I stayed at TNO for about 15 years but, in 1990, I took the opportunity to join the Noll Human Performance Lab at Pennsylvania State University for a year as a Visiting Scientist. Here, I learned new research techniques and studied the role of ageing in heat stress responses.
Two years after my return from the States, while continuing my work with TNO, I began my PhD in Medical Sciences (1992-97) at Radboud University in Nijmegen. My thesis explored “Individual Heat Stress Response”, including physiological studies and produced a simulation model of the impact of individual characteristics on our heat stress response. I complemented my PhD research with a Postdoctoral Diploma in Medical Physiology.
In 1998, I joined Loughborough as a Senior Lecturer and, after a promotion to Reader, achieved my Professorship in Environmental Physiology and Ergonomics in 2006. Since then, I've achieved Chartership and Fellowship of the Chartered Institute of Ergonomics and Human Factors, Fellowship of the American College of Sports Medicine, and Fellowship of the Higher Education Academy.
Over the years, I’ve held several roles at Loughborough including Leader of the Environmental Ergonomics Cluster, Dean of the Design School, and my ongoing responsibility as Director of the Environmental Ergonomics Research Centre.
Alongside my research and managerial activity, I teach both under- and postgraduate modules, and have supervised about 20 PhD students. I have found guiding my students to success and becoming independent researchers one of the most rewarding aspects of my career.
I’m also involved in numerous organisations external to the University – as a committee member, examiner, scientific advisor and editor, to name a few – and have contributed to several Coroner’s Court enquiries as expert witness and to civil litigation cases, related to heat injury and clothing patents.
In addition, my expertise in thermal physiology and clothing science supports the product R&D of international companies including adidas and Decathlon with whom I have collaborated for more than 20 years.

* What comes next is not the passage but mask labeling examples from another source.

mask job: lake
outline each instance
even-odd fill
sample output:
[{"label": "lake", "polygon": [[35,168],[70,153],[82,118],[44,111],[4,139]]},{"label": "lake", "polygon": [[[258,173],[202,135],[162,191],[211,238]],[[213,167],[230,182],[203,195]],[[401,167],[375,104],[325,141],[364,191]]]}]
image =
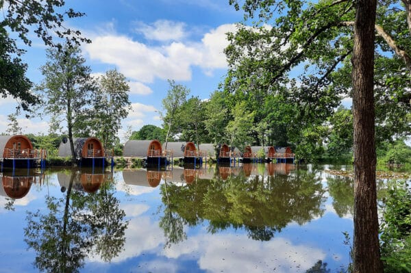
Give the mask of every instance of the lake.
[{"label": "lake", "polygon": [[3,170],[0,272],[340,272],[344,166]]}]

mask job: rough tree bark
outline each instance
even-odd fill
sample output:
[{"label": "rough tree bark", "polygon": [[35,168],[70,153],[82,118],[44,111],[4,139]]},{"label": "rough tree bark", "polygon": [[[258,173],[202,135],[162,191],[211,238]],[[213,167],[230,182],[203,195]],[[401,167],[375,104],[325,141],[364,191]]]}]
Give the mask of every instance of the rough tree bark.
[{"label": "rough tree bark", "polygon": [[354,28],[354,272],[382,273],[378,239],[374,109],[375,0],[358,0]]}]

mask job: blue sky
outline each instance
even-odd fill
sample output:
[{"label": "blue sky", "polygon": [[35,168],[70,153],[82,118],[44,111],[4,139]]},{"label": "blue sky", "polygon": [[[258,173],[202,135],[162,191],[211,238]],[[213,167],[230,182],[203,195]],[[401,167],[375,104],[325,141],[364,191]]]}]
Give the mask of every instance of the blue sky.
[{"label": "blue sky", "polygon": [[[158,111],[162,111],[168,79],[201,99],[218,88],[227,70],[225,33],[234,31],[242,16],[228,0],[72,0],[66,4],[86,14],[66,24],[93,41],[82,47],[93,74],[116,68],[129,81],[133,110],[122,123],[134,131],[161,125]],[[27,76],[38,83],[45,47],[33,40],[23,60],[29,64]],[[16,105],[11,98],[0,101],[0,132],[7,129],[7,116]],[[47,118],[27,120],[21,115],[18,121],[23,133],[49,130]]]}]

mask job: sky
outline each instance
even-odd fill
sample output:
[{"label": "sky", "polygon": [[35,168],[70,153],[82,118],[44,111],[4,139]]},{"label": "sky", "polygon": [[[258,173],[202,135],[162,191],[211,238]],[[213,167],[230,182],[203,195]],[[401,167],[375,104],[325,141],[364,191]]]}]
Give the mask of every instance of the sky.
[{"label": "sky", "polygon": [[[92,40],[82,46],[92,74],[115,68],[129,81],[132,110],[122,121],[121,138],[127,126],[138,131],[145,125],[162,125],[159,112],[168,79],[187,87],[188,98],[208,99],[227,72],[225,34],[242,18],[228,0],[71,0],[66,5],[86,14],[66,24]],[[47,62],[45,50],[33,36],[23,57],[35,83],[43,79],[40,67]],[[12,98],[0,99],[0,133],[16,105]],[[47,133],[47,117],[27,119],[24,114],[18,117],[23,133]]]}]

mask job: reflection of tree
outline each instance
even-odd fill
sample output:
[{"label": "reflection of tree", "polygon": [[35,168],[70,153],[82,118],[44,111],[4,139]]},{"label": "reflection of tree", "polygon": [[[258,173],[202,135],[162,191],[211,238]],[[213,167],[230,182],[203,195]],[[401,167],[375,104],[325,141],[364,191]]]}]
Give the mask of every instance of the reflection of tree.
[{"label": "reflection of tree", "polygon": [[306,271],[306,273],[329,273],[331,270],[327,269],[327,263],[323,263],[323,261],[319,260],[315,265],[308,270]]},{"label": "reflection of tree", "polygon": [[164,193],[164,211],[159,225],[164,231],[166,239],[164,247],[170,247],[173,244],[177,244],[187,239],[187,235],[184,232],[184,225],[187,222],[178,213],[173,211],[173,205],[170,204],[167,182],[162,185],[162,188]]},{"label": "reflection of tree", "polygon": [[128,222],[123,222],[125,212],[119,208],[119,201],[114,196],[114,183],[106,181],[96,194],[89,195],[88,202],[92,214],[88,214],[95,225],[95,251],[105,261],[110,261],[123,249],[125,233]]},{"label": "reflection of tree", "polygon": [[258,240],[269,240],[291,222],[303,224],[323,213],[320,179],[305,171],[248,178],[241,173],[225,181],[199,179],[184,187],[162,185],[160,190],[167,209],[177,213],[181,222],[196,225],[207,220],[210,233],[242,228]]},{"label": "reflection of tree", "polygon": [[173,212],[169,207],[166,207],[164,214],[160,220],[160,227],[164,231],[166,242],[164,247],[170,247],[187,239],[184,232],[186,221],[175,212]]},{"label": "reflection of tree", "polygon": [[46,196],[48,211],[27,212],[25,241],[37,252],[34,265],[47,272],[76,272],[92,252],[105,261],[116,256],[124,244],[125,213],[110,186],[87,194],[73,190],[72,172],[65,198]]},{"label": "reflection of tree", "polygon": [[354,179],[336,176],[327,179],[328,192],[332,197],[332,205],[340,217],[354,213]]}]

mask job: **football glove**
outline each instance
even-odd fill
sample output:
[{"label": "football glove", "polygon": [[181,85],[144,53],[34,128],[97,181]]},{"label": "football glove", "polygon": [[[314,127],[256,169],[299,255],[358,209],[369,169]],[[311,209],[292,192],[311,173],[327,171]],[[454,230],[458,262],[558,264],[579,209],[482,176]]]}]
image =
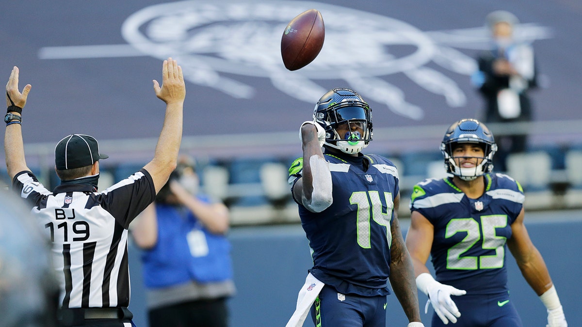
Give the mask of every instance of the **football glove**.
[{"label": "football glove", "polygon": [[553,310],[548,310],[548,325],[546,327],[568,327],[562,305]]},{"label": "football glove", "polygon": [[311,124],[315,125],[315,128],[317,129],[317,140],[319,141],[320,147],[324,146],[324,143],[325,143],[325,130],[324,129],[324,127],[321,127],[321,125],[320,125],[319,123],[314,120],[303,122],[303,123],[301,125],[301,127],[299,127],[299,140],[300,140],[301,142],[303,141],[303,138],[301,136],[301,129],[305,124]]},{"label": "football glove", "polygon": [[546,327],[567,327],[568,323],[566,322],[560,298],[553,285],[549,290],[540,296],[540,300],[548,311],[548,325]]},{"label": "football glove", "polygon": [[416,285],[419,290],[428,296],[424,313],[428,311],[428,303],[432,303],[435,312],[443,324],[446,325],[449,324],[449,321],[453,324],[457,322],[457,318],[461,317],[461,312],[450,296],[464,295],[467,293],[466,291],[441,284],[427,273],[421,273],[416,278]]}]

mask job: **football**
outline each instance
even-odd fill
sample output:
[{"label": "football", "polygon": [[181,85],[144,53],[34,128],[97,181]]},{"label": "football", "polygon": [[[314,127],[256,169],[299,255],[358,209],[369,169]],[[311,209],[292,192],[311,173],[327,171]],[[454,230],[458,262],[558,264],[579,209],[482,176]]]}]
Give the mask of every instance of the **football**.
[{"label": "football", "polygon": [[303,68],[315,59],[324,46],[325,28],[317,9],[303,12],[293,18],[281,38],[281,56],[289,70]]}]

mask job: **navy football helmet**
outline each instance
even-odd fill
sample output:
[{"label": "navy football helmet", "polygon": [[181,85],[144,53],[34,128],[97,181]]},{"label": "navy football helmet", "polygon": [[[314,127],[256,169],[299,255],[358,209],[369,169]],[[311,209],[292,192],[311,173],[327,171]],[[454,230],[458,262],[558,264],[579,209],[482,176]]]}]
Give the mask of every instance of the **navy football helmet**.
[{"label": "navy football helmet", "polygon": [[[475,168],[462,168],[453,159],[453,150],[459,143],[480,145],[485,153],[482,161]],[[457,176],[464,180],[472,180],[478,176],[493,170],[493,155],[497,151],[497,144],[493,134],[482,123],[476,119],[461,119],[450,125],[441,143],[441,152],[445,158],[446,172]]]},{"label": "navy football helmet", "polygon": [[[325,130],[324,144],[345,153],[357,154],[372,140],[372,109],[352,90],[334,88],[324,94],[315,104],[313,118]],[[340,135],[338,127],[343,124],[356,124],[362,133],[346,128]]]}]

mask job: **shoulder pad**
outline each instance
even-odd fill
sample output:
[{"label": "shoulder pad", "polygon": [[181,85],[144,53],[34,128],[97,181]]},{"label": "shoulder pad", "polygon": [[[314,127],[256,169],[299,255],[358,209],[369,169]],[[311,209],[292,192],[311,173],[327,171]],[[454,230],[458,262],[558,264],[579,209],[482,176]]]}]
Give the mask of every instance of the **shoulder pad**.
[{"label": "shoulder pad", "polygon": [[293,164],[291,164],[291,166],[289,167],[289,176],[297,176],[299,174],[299,172],[301,169],[303,169],[303,157],[300,157],[296,159]]}]

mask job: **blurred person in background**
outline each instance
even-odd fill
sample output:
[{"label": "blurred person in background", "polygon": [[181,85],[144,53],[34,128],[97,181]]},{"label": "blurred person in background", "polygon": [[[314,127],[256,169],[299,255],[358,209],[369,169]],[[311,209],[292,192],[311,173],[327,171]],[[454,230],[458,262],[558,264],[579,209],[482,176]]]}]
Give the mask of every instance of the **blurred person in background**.
[{"label": "blurred person in background", "polygon": [[0,190],[0,326],[56,326],[49,240],[18,198]]},{"label": "blurred person in background", "polygon": [[182,156],[132,234],[142,255],[151,327],[228,326],[234,295],[229,211],[199,192],[194,162]]},{"label": "blurred person in background", "polygon": [[[479,55],[478,71],[471,80],[485,100],[486,123],[529,122],[533,119],[528,93],[537,87],[538,72],[531,45],[514,38],[519,23],[515,15],[504,10],[493,12],[485,19],[491,47]],[[526,151],[527,136],[518,133],[497,138],[499,150],[494,164],[497,171],[505,172],[508,155]]]}]

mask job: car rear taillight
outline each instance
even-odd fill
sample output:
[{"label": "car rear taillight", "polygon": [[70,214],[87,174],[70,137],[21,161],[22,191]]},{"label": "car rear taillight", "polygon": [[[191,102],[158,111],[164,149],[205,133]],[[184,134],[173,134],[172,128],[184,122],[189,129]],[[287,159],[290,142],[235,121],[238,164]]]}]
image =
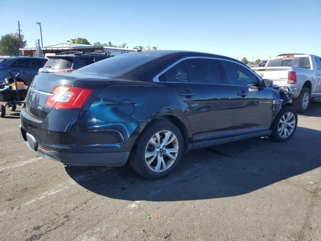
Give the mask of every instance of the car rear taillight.
[{"label": "car rear taillight", "polygon": [[47,99],[47,106],[61,109],[81,109],[92,93],[92,90],[60,85],[55,88],[52,93],[54,95]]},{"label": "car rear taillight", "polygon": [[287,74],[287,83],[296,83],[296,73],[295,71],[289,71]]}]

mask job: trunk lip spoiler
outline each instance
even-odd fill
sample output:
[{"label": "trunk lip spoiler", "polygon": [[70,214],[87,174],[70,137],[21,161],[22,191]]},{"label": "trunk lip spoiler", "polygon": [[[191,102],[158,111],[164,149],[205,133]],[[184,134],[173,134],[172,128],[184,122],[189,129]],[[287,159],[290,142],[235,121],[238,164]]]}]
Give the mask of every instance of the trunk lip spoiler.
[{"label": "trunk lip spoiler", "polygon": [[38,90],[38,89],[36,89],[36,88],[31,88],[29,89],[29,91],[33,93],[37,93],[37,94],[44,94],[45,95],[48,95],[48,96],[53,96],[55,95],[55,94],[53,94],[52,93],[49,93],[49,92],[42,91],[41,90]]}]

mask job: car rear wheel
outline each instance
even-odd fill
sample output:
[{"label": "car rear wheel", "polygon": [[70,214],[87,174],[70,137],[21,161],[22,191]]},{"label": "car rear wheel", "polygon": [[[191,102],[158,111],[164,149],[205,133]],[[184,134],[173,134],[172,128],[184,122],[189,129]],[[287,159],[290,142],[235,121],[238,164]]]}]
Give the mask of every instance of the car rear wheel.
[{"label": "car rear wheel", "polygon": [[17,109],[17,105],[16,104],[8,104],[8,109],[12,111],[14,111]]},{"label": "car rear wheel", "polygon": [[297,98],[293,100],[293,107],[300,113],[304,113],[306,111],[310,104],[310,90],[306,87],[303,87],[301,90],[300,94]]},{"label": "car rear wheel", "polygon": [[272,125],[271,139],[276,142],[285,142],[293,135],[297,125],[297,114],[291,106],[283,107],[277,114]]},{"label": "car rear wheel", "polygon": [[139,174],[148,179],[168,175],[179,165],[184,149],[180,130],[166,121],[157,120],[138,138],[129,163]]},{"label": "car rear wheel", "polygon": [[6,106],[3,104],[0,105],[0,117],[5,117],[6,115]]}]

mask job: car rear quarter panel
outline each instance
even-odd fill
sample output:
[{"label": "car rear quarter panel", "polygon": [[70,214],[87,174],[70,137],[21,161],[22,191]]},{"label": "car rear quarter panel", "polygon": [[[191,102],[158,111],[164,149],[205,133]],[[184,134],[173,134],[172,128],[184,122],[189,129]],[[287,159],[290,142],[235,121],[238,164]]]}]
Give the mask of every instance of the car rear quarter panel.
[{"label": "car rear quarter panel", "polygon": [[[93,82],[79,81],[75,86],[92,86]],[[107,85],[80,117],[82,129],[115,130],[123,138],[122,149],[130,150],[139,134],[153,120],[171,115],[180,119],[188,136],[192,136],[189,124],[166,83],[126,81]]]}]

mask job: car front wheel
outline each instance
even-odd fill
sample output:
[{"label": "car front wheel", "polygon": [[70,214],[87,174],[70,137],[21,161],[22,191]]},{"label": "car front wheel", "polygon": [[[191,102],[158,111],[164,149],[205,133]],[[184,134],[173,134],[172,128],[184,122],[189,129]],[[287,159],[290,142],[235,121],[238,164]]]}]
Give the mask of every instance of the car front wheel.
[{"label": "car front wheel", "polygon": [[183,138],[174,124],[156,120],[136,142],[129,163],[139,174],[155,179],[168,175],[179,165],[184,151]]},{"label": "car front wheel", "polygon": [[269,137],[276,142],[285,142],[293,135],[297,125],[297,114],[291,106],[283,107],[272,125],[272,133]]}]

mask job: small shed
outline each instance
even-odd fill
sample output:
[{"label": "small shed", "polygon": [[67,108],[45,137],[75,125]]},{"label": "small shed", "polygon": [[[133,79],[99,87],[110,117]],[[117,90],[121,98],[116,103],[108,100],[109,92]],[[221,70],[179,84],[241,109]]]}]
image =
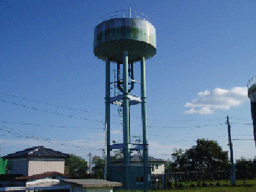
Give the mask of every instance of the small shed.
[{"label": "small shed", "polygon": [[121,187],[121,182],[102,179],[61,179],[69,184],[70,192],[113,192],[113,187]]}]

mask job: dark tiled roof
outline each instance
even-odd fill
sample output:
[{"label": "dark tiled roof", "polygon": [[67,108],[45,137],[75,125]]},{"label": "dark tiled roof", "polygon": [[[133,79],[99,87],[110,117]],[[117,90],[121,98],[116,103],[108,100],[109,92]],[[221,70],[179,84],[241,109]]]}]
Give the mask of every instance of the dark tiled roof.
[{"label": "dark tiled roof", "polygon": [[69,154],[63,154],[51,148],[44,148],[44,146],[34,147],[18,151],[14,154],[3,157],[3,159],[12,159],[17,157],[52,157],[68,158]]},{"label": "dark tiled roof", "polygon": [[102,179],[61,179],[68,184],[74,184],[84,188],[103,188],[122,186],[121,182],[108,181]]},{"label": "dark tiled roof", "polygon": [[62,177],[70,177],[70,176],[69,176],[68,175],[62,174],[61,173],[53,172],[45,172],[44,173],[36,174],[36,175],[31,175],[31,176],[16,177],[16,179],[28,180],[31,180],[31,179],[42,179],[44,177],[50,177],[50,176],[53,176],[53,175],[60,175],[60,176],[62,176]]},{"label": "dark tiled roof", "polygon": [[17,177],[22,177],[22,174],[2,174],[0,175],[0,181],[12,180]]},{"label": "dark tiled roof", "polygon": [[[139,155],[134,155],[131,157],[131,163],[132,162],[140,162],[140,159],[139,158]],[[154,158],[151,156],[148,156],[148,162],[165,162],[164,159],[157,159]],[[124,159],[120,159],[119,161],[115,161],[115,163],[120,163],[120,162],[124,162]]]}]

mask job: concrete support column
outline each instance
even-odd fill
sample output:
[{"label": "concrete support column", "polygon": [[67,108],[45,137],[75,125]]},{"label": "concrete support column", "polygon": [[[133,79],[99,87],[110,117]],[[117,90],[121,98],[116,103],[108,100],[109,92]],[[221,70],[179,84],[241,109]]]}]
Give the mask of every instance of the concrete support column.
[{"label": "concrete support column", "polygon": [[131,164],[131,154],[129,148],[129,98],[128,98],[128,51],[123,51],[123,134],[124,144],[124,161],[125,166],[125,189],[129,189],[129,166]]},{"label": "concrete support column", "polygon": [[148,148],[147,135],[147,113],[146,113],[146,67],[145,57],[141,58],[141,118],[143,127],[143,166],[144,166],[144,190],[147,191],[148,186],[148,179],[146,167],[148,166]]},{"label": "concrete support column", "polygon": [[105,172],[108,177],[108,168],[110,166],[110,60],[106,58],[106,97],[105,129],[107,129],[107,151],[105,151]]}]

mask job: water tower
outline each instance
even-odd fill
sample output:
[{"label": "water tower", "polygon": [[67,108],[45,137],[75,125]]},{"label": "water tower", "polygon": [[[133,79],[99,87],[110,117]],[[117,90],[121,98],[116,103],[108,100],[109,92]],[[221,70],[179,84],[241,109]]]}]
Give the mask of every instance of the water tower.
[{"label": "water tower", "polygon": [[[156,29],[143,13],[129,10],[116,11],[104,15],[94,30],[93,52],[106,63],[106,118],[107,156],[106,178],[122,182],[125,189],[147,190],[150,186],[151,169],[148,166],[148,144],[147,134],[145,60],[156,53]],[[116,63],[116,84],[122,94],[110,97],[110,62]],[[141,97],[130,93],[133,89],[133,65],[140,62]],[[110,145],[110,106],[119,104],[122,107],[124,143]],[[131,143],[129,107],[141,105],[143,143]],[[124,153],[124,164],[111,164],[110,151],[120,149]],[[143,166],[132,166],[130,157],[132,150],[143,151]]]},{"label": "water tower", "polygon": [[247,83],[248,95],[251,100],[252,119],[253,124],[254,141],[256,145],[256,77]]}]

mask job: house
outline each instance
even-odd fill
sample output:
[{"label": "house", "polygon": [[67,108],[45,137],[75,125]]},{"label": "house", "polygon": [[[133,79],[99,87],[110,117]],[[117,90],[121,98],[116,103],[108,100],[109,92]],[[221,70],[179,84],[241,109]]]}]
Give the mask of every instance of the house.
[{"label": "house", "polygon": [[3,160],[3,158],[0,158],[0,175],[5,174],[6,168],[7,160]]},{"label": "house", "polygon": [[[114,164],[122,164],[124,159],[120,159],[111,163]],[[164,163],[166,161],[148,156],[148,165],[151,166],[151,186],[152,189],[162,189],[164,188]],[[143,166],[140,156],[131,156],[131,164]],[[140,179],[136,178],[136,182],[140,183]]]},{"label": "house", "polygon": [[44,146],[8,154],[3,157],[8,159],[7,170],[6,174],[0,175],[0,186],[69,188],[60,182],[60,179],[70,179],[65,174],[65,159],[69,157],[69,154]]},{"label": "house", "polygon": [[67,179],[70,179],[70,177],[58,172],[45,172],[31,176],[16,177],[15,180],[23,181],[26,187],[35,188],[62,186],[63,184],[60,180]]},{"label": "house", "polygon": [[6,174],[31,176],[45,172],[64,174],[65,159],[69,156],[69,154],[38,146],[8,154],[3,159],[8,160]]}]

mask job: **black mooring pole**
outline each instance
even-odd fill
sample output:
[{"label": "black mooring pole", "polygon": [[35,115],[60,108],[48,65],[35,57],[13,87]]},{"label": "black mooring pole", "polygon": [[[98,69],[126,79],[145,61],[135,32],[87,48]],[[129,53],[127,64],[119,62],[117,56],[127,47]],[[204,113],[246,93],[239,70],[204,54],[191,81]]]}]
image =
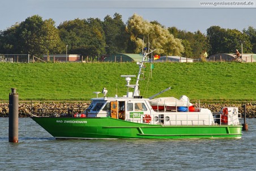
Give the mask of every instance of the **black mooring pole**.
[{"label": "black mooring pole", "polygon": [[248,124],[246,123],[246,105],[244,105],[244,124],[242,125],[242,130],[248,131]]},{"label": "black mooring pole", "polygon": [[18,142],[19,95],[16,88],[12,88],[9,94],[9,142]]}]

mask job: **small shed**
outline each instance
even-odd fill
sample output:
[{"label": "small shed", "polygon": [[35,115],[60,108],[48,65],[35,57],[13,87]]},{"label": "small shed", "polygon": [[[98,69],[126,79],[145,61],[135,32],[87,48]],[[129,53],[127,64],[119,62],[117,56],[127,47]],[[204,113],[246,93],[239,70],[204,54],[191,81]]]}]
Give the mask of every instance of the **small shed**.
[{"label": "small shed", "polygon": [[[49,55],[49,60],[51,61],[70,61],[70,62],[77,62],[80,60],[80,54],[54,54]],[[44,61],[48,61],[47,54],[44,55]]]},{"label": "small shed", "polygon": [[[232,61],[236,55],[229,53],[218,53],[209,57],[209,61]],[[242,55],[242,62],[256,62],[256,54],[252,53],[243,53]]]},{"label": "small shed", "polygon": [[193,62],[194,59],[191,58],[181,57],[179,56],[162,56],[155,61],[160,61],[161,62]]},{"label": "small shed", "polygon": [[103,62],[140,62],[142,55],[134,53],[117,53],[106,57]]}]

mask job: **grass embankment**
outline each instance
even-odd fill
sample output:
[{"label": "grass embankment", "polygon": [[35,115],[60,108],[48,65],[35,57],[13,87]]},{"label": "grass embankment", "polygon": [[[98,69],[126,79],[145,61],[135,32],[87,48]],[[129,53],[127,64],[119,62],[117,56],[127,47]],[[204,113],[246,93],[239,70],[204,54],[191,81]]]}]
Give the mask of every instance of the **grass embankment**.
[{"label": "grass embankment", "polygon": [[[143,97],[171,86],[157,97],[185,95],[201,101],[256,101],[256,63],[157,63],[152,78],[149,65],[145,80],[140,81]],[[8,100],[12,87],[17,88],[20,100],[88,100],[103,87],[109,97],[117,92],[122,96],[126,83],[120,75],[136,75],[138,70],[135,63],[1,63],[0,67],[0,100]],[[131,84],[135,82],[133,78]]]}]

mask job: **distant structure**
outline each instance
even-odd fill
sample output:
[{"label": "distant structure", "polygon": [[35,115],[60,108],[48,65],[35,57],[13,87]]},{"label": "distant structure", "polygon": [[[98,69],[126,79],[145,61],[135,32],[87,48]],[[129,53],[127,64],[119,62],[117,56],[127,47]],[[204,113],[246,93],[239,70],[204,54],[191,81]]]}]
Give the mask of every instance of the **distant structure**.
[{"label": "distant structure", "polygon": [[29,54],[0,54],[0,62],[16,62],[16,63],[29,63],[32,62],[32,58]]},{"label": "distant structure", "polygon": [[142,55],[134,53],[117,53],[109,55],[102,60],[103,62],[140,62]]},{"label": "distant structure", "polygon": [[159,59],[155,60],[155,62],[193,62],[194,59],[179,56],[162,56]]},{"label": "distant structure", "polygon": [[81,55],[80,54],[44,54],[44,61],[58,61],[58,62],[78,62],[81,61]]},{"label": "distant structure", "polygon": [[[208,58],[208,61],[232,61],[236,55],[228,53],[218,53],[212,55]],[[242,55],[242,62],[256,62],[256,54],[252,53],[246,53]]]}]

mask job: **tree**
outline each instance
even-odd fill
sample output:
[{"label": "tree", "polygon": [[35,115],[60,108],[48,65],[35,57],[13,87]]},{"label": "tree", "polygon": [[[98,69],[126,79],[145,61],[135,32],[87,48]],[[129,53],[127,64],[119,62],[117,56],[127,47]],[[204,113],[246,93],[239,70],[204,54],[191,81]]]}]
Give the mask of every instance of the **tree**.
[{"label": "tree", "polygon": [[176,38],[182,40],[184,57],[198,58],[203,50],[208,50],[208,42],[206,36],[199,31],[194,33],[179,30],[176,27],[168,28],[169,32]]},{"label": "tree", "polygon": [[52,19],[43,20],[39,15],[27,18],[1,33],[2,51],[5,53],[41,56],[48,52],[60,52],[61,41]]},{"label": "tree", "polygon": [[243,33],[249,36],[249,39],[252,45],[252,52],[256,53],[256,29],[250,26],[247,30],[244,29]]},{"label": "tree", "polygon": [[103,29],[106,36],[108,54],[127,52],[129,35],[125,31],[125,27],[122,16],[117,13],[114,14],[113,19],[108,15],[105,17]]},{"label": "tree", "polygon": [[19,23],[16,23],[6,30],[0,32],[0,53],[19,54],[20,49],[16,36],[17,28]]},{"label": "tree", "polygon": [[210,54],[227,53],[223,49],[225,45],[223,41],[225,34],[225,29],[221,28],[219,26],[211,26],[207,29],[207,36],[210,46]]},{"label": "tree", "polygon": [[151,48],[157,49],[155,53],[160,55],[180,55],[184,51],[180,39],[174,38],[158,23],[151,23],[136,14],[128,20],[126,30],[136,45],[135,53],[140,52],[146,46],[143,43],[147,42],[150,43]]},{"label": "tree", "polygon": [[65,21],[58,28],[70,53],[93,57],[105,53],[105,33],[99,19]]}]

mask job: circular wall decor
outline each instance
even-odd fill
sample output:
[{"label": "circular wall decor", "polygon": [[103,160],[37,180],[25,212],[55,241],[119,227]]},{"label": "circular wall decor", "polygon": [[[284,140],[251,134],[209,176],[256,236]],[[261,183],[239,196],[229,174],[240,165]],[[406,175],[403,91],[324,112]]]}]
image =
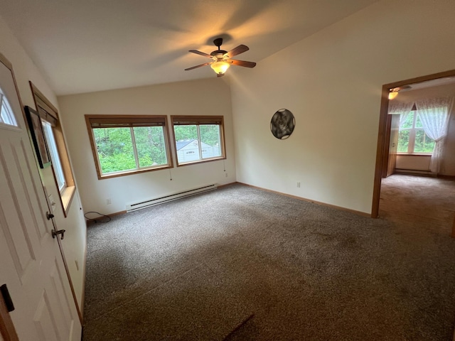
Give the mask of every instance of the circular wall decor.
[{"label": "circular wall decor", "polygon": [[287,109],[280,109],[274,114],[270,121],[270,131],[280,140],[287,139],[294,131],[296,119]]}]

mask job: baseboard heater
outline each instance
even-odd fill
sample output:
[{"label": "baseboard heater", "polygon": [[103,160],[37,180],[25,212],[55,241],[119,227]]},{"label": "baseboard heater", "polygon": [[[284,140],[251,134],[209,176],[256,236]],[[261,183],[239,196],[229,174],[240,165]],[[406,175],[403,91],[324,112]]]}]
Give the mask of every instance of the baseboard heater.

My main research achievements have been in body mapping, and heat and mass transfer modelling of clothing. I am proud that my work is used and cited regularly – and to see many of my former PhD students take important positions in academia and industry.
Looking forward, I see further work around mitigating the impacts of climate change as an important topic for us. Contributions to two publications in The Lancet on this topic can be seen as a good start.